После того как демократическая и антивоенная оппозиция была жестоко разгромлена, режим колебался, пытаясь понять, кто является главным противником воюющей России — тихие бюрократы, продолжающие жить «как бы без войны», или активные милитаристы, проповедующие тотальную войну. Оба лагеря указывали друг на друга как на главную угрозу для системы.
Мятеж «Вагнера», поддержанный многими популярными военными блогерами, помог Путину определиться, кто хуже для него в настоящий момент. Это так называемая патриотическая оппозиция, которая поддерживает режим и его лидера на словах, но постоянно оплакивает неудачи на фронте, провалы руководства страны на всех уровнях, отсутствие военной мобилизации общества, экономики и культуры и уже завоевала популярность рядовых граждан.
Мятеж «Вагнера» помог Путину перейти черту, перед которой он прежде стоял в нерешительности — начать репрессии против условных своих, опирающихся на представителей того же «патриотического большинства», что и сам Путин, — с риском вызвать недоумение у части этого самого большинства.
Вместо евангельской максимы «легко любить своих, а ты люби врагов» режим начинает руководствоваться чем-то вроде ее негативного оттиска: легко репрессировать врагов, а ты репрессируй своих — и будешь великим. В принципе, нет ничего невозможного в том, чтобы именно в этом увидеть ключ к личному величию в России. В конце концов, Иосиф Сталин, к которому растущая часть населения относится с уважением и даже восторгом, известен равной жестокостью по отношению к врагам и к собственным соратникам.
Бывают диктатуры, отказавшиеся от демократических декораций, но сохранившие относительно невредимые правовые системы. Российский режим эти декорации отбрасывает давно и активно, а теперь дело дошло и до правовых основ. Пригожин сам был символом этого отбрасывания, практикуя жестокие бессудные расправы напоказ, в том числе знаменитую казнь предателя. Теперь предателем был назван он сам.
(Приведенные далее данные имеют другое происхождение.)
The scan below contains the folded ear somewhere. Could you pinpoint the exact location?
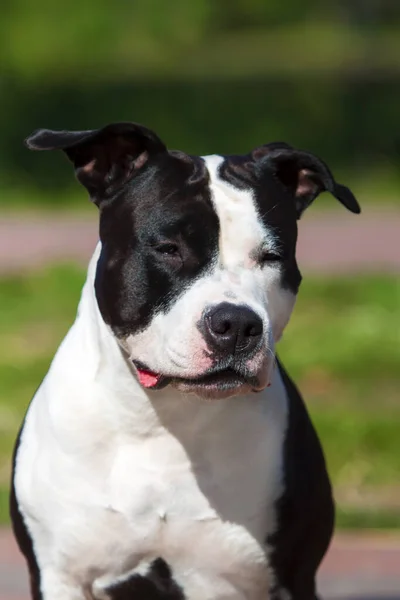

Эта отмена и демократических, и правовых декораций, вероятно, продолжится после нынешнего цикла российских выборов, по итогам которых может окончательно оформиться заявка на то, что российский политический строй и правовая система не являются вариантами западных. Они что-то совершенно особое и отдельное — вроде социалистической демократии и классового советского права прежних лет — в рамках доктрины об отдельной русской цивилизации, где на смену правовым категориям приходят интуитивно понятийные.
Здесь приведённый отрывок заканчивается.